1. Decide we’re moving to Portland.

2. Give up our LA apartment, with a move-out date for March 1st.

3. Fly up to Oregon two weeks later for a four-day trip with one mission: find a new home. Never mind that I’d never even seen the city before, that Portland has one of the most competitive rental markets in the country, or that if we went home empty-handed, we’d still have to move out of LA on March 1st.

4. Pack ourselves, the cat, and the tiny yellow couch in a U-haul and beat it on down the line, as they say.

So that was the plan. Who knew that Portland would get hit by a freak snowstorm on the very day we were due to arrive?
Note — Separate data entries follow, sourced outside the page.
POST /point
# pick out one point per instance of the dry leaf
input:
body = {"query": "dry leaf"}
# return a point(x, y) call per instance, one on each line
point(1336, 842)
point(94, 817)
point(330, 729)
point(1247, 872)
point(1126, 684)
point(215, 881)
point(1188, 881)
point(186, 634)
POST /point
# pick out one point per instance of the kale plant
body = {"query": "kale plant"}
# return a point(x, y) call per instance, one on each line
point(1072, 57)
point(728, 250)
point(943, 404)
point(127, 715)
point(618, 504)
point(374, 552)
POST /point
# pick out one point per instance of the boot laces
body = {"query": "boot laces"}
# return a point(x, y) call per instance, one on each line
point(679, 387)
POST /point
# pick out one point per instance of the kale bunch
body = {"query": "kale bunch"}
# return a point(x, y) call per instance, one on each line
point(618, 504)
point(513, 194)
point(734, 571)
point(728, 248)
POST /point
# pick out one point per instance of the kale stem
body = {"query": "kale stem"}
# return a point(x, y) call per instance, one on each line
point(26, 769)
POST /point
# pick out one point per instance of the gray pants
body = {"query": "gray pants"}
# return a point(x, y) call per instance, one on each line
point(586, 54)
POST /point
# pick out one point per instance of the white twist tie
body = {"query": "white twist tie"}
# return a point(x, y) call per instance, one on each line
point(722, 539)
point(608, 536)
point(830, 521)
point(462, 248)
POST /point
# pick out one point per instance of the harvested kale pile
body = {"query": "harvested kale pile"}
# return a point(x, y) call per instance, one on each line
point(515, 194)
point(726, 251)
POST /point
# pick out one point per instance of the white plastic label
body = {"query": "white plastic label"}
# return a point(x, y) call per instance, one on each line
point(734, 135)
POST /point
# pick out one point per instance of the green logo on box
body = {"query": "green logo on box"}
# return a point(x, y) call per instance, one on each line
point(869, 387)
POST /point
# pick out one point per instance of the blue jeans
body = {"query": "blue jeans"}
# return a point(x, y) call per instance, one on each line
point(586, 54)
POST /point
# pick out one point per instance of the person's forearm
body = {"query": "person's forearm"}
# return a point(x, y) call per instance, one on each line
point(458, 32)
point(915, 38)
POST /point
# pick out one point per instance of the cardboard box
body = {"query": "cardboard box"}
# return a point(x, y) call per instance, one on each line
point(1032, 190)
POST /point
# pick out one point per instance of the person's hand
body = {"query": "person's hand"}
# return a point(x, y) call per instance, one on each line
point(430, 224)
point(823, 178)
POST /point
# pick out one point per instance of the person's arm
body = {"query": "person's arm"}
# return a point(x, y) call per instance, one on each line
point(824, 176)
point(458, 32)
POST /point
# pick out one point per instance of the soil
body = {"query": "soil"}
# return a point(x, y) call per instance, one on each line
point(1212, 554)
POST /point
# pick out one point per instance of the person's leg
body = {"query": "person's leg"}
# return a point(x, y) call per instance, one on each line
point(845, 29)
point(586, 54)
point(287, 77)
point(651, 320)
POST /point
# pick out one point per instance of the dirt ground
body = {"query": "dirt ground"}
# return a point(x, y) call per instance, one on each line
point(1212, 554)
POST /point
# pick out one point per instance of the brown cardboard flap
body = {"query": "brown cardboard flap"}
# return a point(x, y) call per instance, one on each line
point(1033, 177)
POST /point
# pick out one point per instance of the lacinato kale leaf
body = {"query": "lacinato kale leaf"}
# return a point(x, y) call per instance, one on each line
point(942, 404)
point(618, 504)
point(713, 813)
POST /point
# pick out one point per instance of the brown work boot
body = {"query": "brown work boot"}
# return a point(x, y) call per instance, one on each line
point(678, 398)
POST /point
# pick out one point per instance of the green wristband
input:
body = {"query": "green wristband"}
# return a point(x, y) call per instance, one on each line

Being east-coasters, we didn’t think much of it from afar. Four inches of snow? A Connecticut plow would have that snapped up before you could even dream about what you’d do with your snow day. Portland, however? Not so much.

So the days kept ticking by on our all-out house finding mission, and we kept not looking at houses. We did, however, eat many scrumptious meals, drink plenty of delicious beers, and visit a whole city of books.

And then we found her: nestled in a quiet and pristine neighborhood, our little blue bungalow. That’s how I thought of her right from the start: as ours. She had everything we wanted: a big backyard that could easily house a handful of hens, a bushel of tomato plants, or maybe even (one day) a dog. A tiny second bedroom that could serve as a sweet little nook for me to work in peace–The Boy, bless his heart, is seemingly impervious to my I’m writing, don’t bother me face… perhaps a locked door will do the trick. A basement where The Boy can indulge all of his cardboard box-hoarding compulsions, away from where I can see and trip over them. A big dining room where we can host all of our friends over for dinner. It’s walking distance to some spectacular ice cream and a wing joint named after a Grateful Dead song (basically my two very favorite things in the world).

And as I was walking away from the house the first time I saw it. Just a couple hundred feet away at the next intersection: a street sign bearing the name KLICKITAT ST. The home of one Ramona Quimby, age eight, beloved hero of my childhood. It seemed a most wonderful omen. All weekend long, as we sat by the phone and compulsively hit refresh in our email accounts, waiting to hear back about our dream home, I kept repeating that word again and again in my head: KlickitatKlickitatKlickitat. The same way you might turn a small object over and over in your hands when you’re nervous: KlickitatKlickitatKlickitat.

And the next thing we knew, she was ours. Our little blue dream, with plenty of space and the smell of rain always outside our door.

This new move won’t be easy, and there’s plenty of work ahead. But it helps to know that this one little thing fell into place, that this one little dream came true. Now it’s up to us to do the rest–I can’t wait.